09 outubro 2006

Chumbinho de espalho


No debate da Band, o autoritarismo totalitário de Alckmin se revelou, de forma cristalina, na crítica que fez à política externa do governo. Queria, por acaso, o ex-governador, que Lula enviasse força expedicionária à Bolívia, a fim de retomar o controle das instalações da Petrobras?

Mauro Santayana

Em 1989, logo depois da visita a Roma de Lula e de Fernando Collor, perguntei a veterano político italiano, que estivera com os dois, qual fora a sua impressão de um e do outro.

“Bem” – me disse – “ambos me pareceram verdes, se pensamos nos políticos europeus. Mas Lula me pareceu boa matéria prima para se construir um estadista. Collor já está feito em sua vocação. É um cover-boy. Um belo garoto-propaganda de si mesmo.”

Lembrei-me disso, ao assistir ao debate de domingo (8) entre Geraldo Alckmin e Lula, antes mesmo que Marta Suplicy se referisse ao ex-governador de São Paulo como “boneco de plástico”. O Sr. Geraldo Alckmin estava visivelmente contrafeito em agir como se fosse ventríloquo de seus aliados do PFL, ao convocar Lula para a agressividade.

Não era o seu estilo, não era a sua conveniência. Cedera às pressões dos oligarcas do Nordeste que têm, além do desejo de poder, razões mais fortes para detestar Lula: o sertanejo de Pernambuco iniciou o processo de aposentadoria política desses senhores de engenho, para os quais – conforme a forte definição de Antonio Callado – a honra familiar e o banheiro só podem existir na casa grande.

O presidente relutou, insistiu em elevar o debate, mas foi obrigado a responder com ironia às provocações do adversário. Uma coisa ficou clara: o médico se comportou como um valentão de bar – ao chamar Lula de mentiroso – e o metalúrgico se manteve com elegância. Não devolveu a Alckmin os insultos, e se esquivou dos ataques de ordem pessoal. Não tocou em assuntos que embaraçariam o seu oponente, como o caso da Daslu e o caso dos vestidos. Enfim, Lula se manteve como um cavalheiro.

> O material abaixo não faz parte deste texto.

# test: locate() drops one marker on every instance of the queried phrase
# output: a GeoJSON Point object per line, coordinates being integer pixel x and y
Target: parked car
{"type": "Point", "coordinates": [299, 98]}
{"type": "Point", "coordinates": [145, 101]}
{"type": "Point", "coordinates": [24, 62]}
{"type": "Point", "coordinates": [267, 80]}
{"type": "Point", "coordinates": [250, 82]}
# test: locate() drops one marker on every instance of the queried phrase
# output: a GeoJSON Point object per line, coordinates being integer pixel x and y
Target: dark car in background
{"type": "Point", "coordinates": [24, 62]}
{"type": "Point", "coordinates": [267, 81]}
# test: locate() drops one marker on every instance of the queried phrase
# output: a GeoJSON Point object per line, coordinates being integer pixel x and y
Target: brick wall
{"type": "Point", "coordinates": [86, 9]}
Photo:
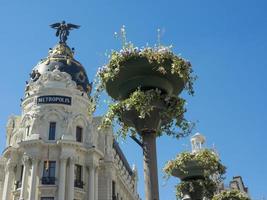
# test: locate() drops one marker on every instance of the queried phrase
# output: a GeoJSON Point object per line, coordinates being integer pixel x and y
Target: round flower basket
{"type": "Point", "coordinates": [192, 166]}
{"type": "Point", "coordinates": [191, 171]}
{"type": "Point", "coordinates": [139, 72]}
{"type": "Point", "coordinates": [230, 195]}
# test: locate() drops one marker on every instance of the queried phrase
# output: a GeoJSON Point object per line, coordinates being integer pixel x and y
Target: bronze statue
{"type": "Point", "coordinates": [63, 30]}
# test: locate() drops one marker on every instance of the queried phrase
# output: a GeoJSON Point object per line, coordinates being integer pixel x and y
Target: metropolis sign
{"type": "Point", "coordinates": [54, 99]}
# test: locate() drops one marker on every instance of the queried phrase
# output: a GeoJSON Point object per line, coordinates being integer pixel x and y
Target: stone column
{"type": "Point", "coordinates": [96, 183]}
{"type": "Point", "coordinates": [33, 184]}
{"type": "Point", "coordinates": [91, 183]}
{"type": "Point", "coordinates": [62, 178]}
{"type": "Point", "coordinates": [71, 179]}
{"type": "Point", "coordinates": [9, 175]}
{"type": "Point", "coordinates": [24, 177]}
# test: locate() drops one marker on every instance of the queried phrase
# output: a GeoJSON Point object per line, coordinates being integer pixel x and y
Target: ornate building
{"type": "Point", "coordinates": [54, 150]}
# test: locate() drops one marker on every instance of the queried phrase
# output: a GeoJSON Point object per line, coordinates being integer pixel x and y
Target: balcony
{"type": "Point", "coordinates": [48, 180]}
{"type": "Point", "coordinates": [78, 184]}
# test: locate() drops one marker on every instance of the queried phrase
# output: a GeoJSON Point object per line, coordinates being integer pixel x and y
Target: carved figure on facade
{"type": "Point", "coordinates": [63, 30]}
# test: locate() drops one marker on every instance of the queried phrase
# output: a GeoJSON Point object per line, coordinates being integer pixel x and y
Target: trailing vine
{"type": "Point", "coordinates": [142, 102]}
{"type": "Point", "coordinates": [231, 195]}
{"type": "Point", "coordinates": [208, 161]}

O autoritarismo totalitário de Alckmin se revelou, de forma cristalina, na crítica que fez à política externa do governo. Queria, por acaso, o ex-governador, que Lula enviasse força expedicionária à Bolívia, a fim de retomar, manu militari, o controle das instalações da Petrobras? Se fosse presidente da República, Alckmin declararia guerra a La Paz? Repetiria, contra os índios do Altiplano, o ódio de Pedro II contra o os paraguaios, pelo fato de o ditador Solano López ter ousado insinuar a intenção de casar-se com uma das filhas do imperador? Nesse ponto, a postura do atual presidente foi a mais correta. Tratou de mostrar os êxitos inegáveis da política externa, confirmados pelo saldo dos balanços comerciais e de pagamentos. E respondeu, de forma irretorquível, com o acerto de sua política ao admitir a importação de produtos da China: o saldo comercial é superavitário para o Brasil.

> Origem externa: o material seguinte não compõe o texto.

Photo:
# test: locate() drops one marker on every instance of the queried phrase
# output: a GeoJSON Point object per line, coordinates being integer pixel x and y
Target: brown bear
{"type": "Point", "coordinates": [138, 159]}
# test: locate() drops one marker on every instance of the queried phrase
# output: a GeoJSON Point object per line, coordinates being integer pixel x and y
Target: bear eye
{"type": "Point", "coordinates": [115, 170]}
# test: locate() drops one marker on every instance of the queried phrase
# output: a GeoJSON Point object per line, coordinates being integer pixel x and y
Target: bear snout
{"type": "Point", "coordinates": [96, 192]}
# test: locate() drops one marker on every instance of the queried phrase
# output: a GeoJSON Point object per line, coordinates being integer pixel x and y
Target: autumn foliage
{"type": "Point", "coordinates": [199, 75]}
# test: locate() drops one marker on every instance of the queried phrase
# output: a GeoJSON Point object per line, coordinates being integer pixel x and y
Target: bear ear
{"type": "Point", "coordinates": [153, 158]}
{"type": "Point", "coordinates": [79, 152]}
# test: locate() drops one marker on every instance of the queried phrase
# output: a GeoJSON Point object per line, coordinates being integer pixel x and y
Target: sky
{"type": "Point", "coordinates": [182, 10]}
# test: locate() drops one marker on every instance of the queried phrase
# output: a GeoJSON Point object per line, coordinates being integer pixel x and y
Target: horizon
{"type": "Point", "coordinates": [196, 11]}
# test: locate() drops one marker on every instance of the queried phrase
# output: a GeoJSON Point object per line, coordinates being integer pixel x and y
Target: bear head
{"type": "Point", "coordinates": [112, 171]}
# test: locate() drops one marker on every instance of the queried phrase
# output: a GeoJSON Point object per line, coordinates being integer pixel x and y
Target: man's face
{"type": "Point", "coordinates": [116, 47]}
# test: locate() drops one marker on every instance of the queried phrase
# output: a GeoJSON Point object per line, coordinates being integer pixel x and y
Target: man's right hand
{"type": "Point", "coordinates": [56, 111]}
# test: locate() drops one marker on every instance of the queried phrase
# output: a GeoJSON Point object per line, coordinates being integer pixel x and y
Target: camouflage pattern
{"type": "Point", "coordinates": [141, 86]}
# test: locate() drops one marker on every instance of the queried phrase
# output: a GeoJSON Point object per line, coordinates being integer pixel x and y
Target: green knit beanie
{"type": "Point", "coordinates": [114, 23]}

Lula disse a Alckmin que ele não poderia resolver em quatro anos os problemas criados por “eles” em quatro séculos. Alckmin respondeu que o PSDB não existe há 400 anos, e não houve tempo para que Lula retorquisse, esclarecendo que “eles” não são o PSDB, mas todas as oligarquias brasileiras, que vêm dominando o país desde que Tomé de Sousa chegou à Bahia.

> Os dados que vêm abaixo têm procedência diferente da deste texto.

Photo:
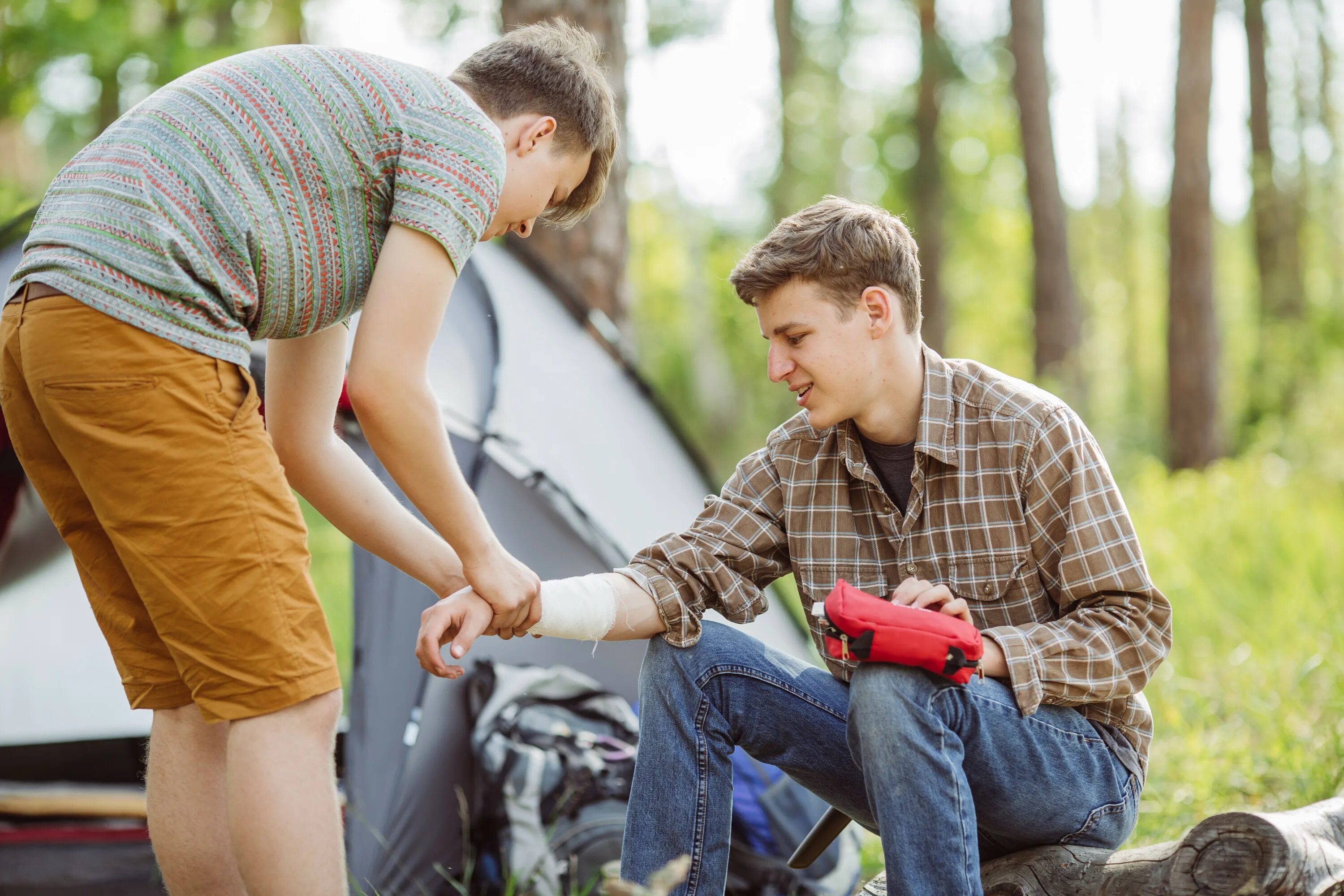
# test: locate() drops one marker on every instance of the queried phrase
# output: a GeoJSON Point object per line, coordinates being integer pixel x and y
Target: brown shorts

É interessante registrar uma curiosidade. Se Alckmin foi eleito vereador aos 19 anos, antes de concluir seu curso de medicina, se foi, em seguida, eleito prefeito e, depois, deputado – quando foi que sua excelência exerceu a medicina em tempo integral, a ponto de dizer a Lula que ele entende de saúde e o presidente, não? Como se sabe, Alckmin é anestesista – especialidade que, em alguns países, é vista apenas como técnica auxiliar na cirurgia.

Lula tem munição na cartucheira para abater elefantes. Por enquanto, pelo que se viu e ouviu, usou só chumbinho de espalho. Mas, nos próximos debates, se o adversário continuar nos ataques rasteiros, o presidente pode acionar a sua bazuca.

Mauro Santayana é colunista político do Jornal do Brasil, diário de que foi correspondente na Europa (1968 a 1973). Foi redator-secretário da Ultima Hora (1959), e trabalhou nos principais jornais brasileiros, entre eles, a Folha de S. Paulo (1976-82), de que foi colunista político e correspondente na Península Ibérica e na África do Norte.